Dans ces conditions, la société Ravet et la SMABTP échouent à établir que la responsabilité de la société Apave est engagée en raison de cet accident.
Elles seront en conséquence déboutées de leurs demandes formées à l’encontre tant de la société Apave que de son assureur, la société Axa.
Sur les autres demandes
La société Ravet et la SMABTP, succombant, seront condamnées in solidum aux dépens.
Au vu des circonstances de la cause et des situations respectives des parties, il n'est pas inéquitable de laisser à la charge des sociétés Apave et Axa les frais qu'elles ont exposés au titre de l’article 700 du code de procédure civile. Elles seront par conséquent déboutées de la demande qu'elles forment à ce titre.
L'exécution provisoire est, en vertu des articles 514-1 à 514-6 du code de procédure civile issus du décret 2019-1333 du 11 décembre 2019, de droit pour les instances introduites comme en l'espèce à compter du 1er janvier 2020.

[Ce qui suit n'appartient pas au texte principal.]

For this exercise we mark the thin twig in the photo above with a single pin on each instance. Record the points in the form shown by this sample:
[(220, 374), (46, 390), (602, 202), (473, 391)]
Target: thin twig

Les défenderesses sollicitent que soit écartée ou aménagée l’exécution provisoire uniquement en cas de condamnation prononcée à leur encontre. Au regard du sens de la présente décision, il n’y a pas lieu de faire droit à leur demande.
PAR CES MOTIFS
Le tribunal, statuant publiquement par jugement contradictoire, en premier ressort et par mise à disposition au greffe,
Déboute la SAS Ravet et la société d’assurance mutuelle Société mutuelle d'assurance du bâtiment et des travaux publics de l’ensemble de leurs demandes à l’encontre de la SAS Apave et de la SA Axa France IARD,
Condamne in solidum la SAS Ravet et la société d’assurance mutuelle Société mutuelle d'assurance du bâtiment et des travaux publics aux dépens,
Dit n'y avoir lieu à application de l'article 700 du code de procédure civile,
Rejette toute autre demande plus ample ou contraire des parties,
Dit n’y avoir lieu à écarter l’exécution provisoire de droit de la présente décision.
Fait et jugé à Paris le 02 Juillet 2024.